I don't see anything obviously wrong with this.  There's no signal handler called in this one so it's definitely not a case of recursive locking.  Almost the entire stack trace is third-party software so I'm not sure what we can do for them.  The thread appears to be processing an image and has (maybe?) launched some threads to do the work and is now synchronising on a semaphore.  This thread state may be valid and whatever thread it is waiting for has not completed it's work yet.

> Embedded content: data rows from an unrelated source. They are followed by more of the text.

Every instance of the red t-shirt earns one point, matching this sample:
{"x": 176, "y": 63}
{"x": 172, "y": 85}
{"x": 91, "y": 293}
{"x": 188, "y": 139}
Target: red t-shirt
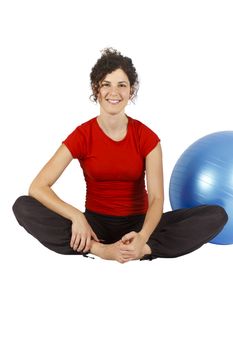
{"x": 114, "y": 171}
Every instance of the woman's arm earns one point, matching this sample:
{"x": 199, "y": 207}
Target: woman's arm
{"x": 154, "y": 177}
{"x": 41, "y": 190}
{"x": 134, "y": 245}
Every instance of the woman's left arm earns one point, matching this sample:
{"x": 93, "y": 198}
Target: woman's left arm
{"x": 155, "y": 189}
{"x": 133, "y": 243}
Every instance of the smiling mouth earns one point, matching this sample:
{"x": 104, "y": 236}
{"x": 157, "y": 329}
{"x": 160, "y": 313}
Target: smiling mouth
{"x": 113, "y": 102}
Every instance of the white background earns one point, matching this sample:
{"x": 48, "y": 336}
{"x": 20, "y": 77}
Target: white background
{"x": 183, "y": 54}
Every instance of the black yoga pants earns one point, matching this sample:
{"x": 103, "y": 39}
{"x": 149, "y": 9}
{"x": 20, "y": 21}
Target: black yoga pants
{"x": 179, "y": 231}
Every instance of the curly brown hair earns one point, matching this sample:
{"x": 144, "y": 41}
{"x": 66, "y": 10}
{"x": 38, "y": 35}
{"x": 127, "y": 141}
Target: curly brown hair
{"x": 109, "y": 61}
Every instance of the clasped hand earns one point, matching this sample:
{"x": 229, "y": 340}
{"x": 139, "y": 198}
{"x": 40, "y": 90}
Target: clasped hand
{"x": 132, "y": 245}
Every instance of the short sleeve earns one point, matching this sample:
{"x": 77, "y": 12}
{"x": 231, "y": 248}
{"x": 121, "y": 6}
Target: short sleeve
{"x": 75, "y": 143}
{"x": 148, "y": 140}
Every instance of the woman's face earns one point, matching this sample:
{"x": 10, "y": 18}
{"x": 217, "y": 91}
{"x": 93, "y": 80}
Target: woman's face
{"x": 114, "y": 92}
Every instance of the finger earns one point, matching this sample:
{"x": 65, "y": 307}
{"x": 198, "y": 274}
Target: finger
{"x": 72, "y": 240}
{"x": 76, "y": 242}
{"x": 94, "y": 236}
{"x": 128, "y": 237}
{"x": 88, "y": 245}
{"x": 82, "y": 243}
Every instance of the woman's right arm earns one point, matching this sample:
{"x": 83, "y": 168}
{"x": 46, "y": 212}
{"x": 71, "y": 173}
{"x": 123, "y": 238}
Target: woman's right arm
{"x": 40, "y": 189}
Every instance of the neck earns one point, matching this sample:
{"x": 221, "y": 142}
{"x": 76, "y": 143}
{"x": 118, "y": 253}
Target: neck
{"x": 113, "y": 122}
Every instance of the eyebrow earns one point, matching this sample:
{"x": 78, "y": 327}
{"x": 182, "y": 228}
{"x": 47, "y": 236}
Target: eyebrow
{"x": 119, "y": 82}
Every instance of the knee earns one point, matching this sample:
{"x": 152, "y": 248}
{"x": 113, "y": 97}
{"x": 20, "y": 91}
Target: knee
{"x": 20, "y": 207}
{"x": 219, "y": 214}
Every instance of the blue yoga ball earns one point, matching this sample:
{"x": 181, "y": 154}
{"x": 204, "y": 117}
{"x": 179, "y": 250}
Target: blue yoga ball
{"x": 204, "y": 175}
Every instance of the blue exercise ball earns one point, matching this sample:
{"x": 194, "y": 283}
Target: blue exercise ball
{"x": 204, "y": 175}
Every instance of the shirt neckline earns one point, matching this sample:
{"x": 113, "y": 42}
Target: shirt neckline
{"x": 108, "y": 137}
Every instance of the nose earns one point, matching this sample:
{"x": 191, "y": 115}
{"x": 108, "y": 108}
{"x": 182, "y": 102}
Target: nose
{"x": 113, "y": 90}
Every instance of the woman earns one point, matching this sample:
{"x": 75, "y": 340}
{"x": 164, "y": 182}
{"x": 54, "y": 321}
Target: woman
{"x": 123, "y": 221}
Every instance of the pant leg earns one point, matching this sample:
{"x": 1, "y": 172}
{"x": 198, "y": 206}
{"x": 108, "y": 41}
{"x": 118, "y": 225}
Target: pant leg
{"x": 182, "y": 231}
{"x": 48, "y": 227}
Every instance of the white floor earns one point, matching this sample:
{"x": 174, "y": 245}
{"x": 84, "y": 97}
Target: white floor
{"x": 51, "y": 301}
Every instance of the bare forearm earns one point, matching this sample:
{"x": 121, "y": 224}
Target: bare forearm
{"x": 152, "y": 218}
{"x": 49, "y": 198}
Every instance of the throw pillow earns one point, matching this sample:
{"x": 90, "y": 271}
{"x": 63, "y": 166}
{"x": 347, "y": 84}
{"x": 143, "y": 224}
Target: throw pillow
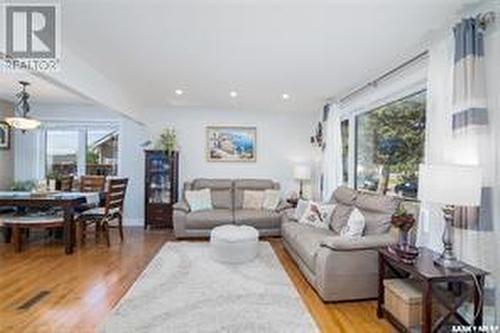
{"x": 355, "y": 225}
{"x": 317, "y": 215}
{"x": 199, "y": 200}
{"x": 253, "y": 199}
{"x": 271, "y": 199}
{"x": 301, "y": 208}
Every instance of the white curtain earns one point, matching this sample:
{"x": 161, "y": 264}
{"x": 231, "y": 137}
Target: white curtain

We're going to need more information to diagnose this.  In the backtrace output there are these lines:

[New Thread 46912498771056 (LWP 14319)]
[New Thread 1080043840 (LWP 14374)]
[New Thread 1077942592 (LWP 14373)]
[New Thread 1075841344 (LWP 14372)]

The first line is the thread we have a backtrace for (note that LWP is the pid).  The other lines I think are for the threads started by the first thread - one of these may hold the clue to why we are stuck.  What we will need is a backtrace for these threads too.  Since the system is probably no longer in the state we need we will have to wait for the customer to hit this problem again.

Comment 26 Casey Dahlin 2009-06-26 21:06:16 UTC
Customer is looking for an update on this one. Can we get them something?

Comment 28 Dave Anderson 2009-06-29 12:24:41 UTC
If you're asking me, I am still waiting for some evidence of a kernel bug.
Or should this BZ have been assigned to a user-space library?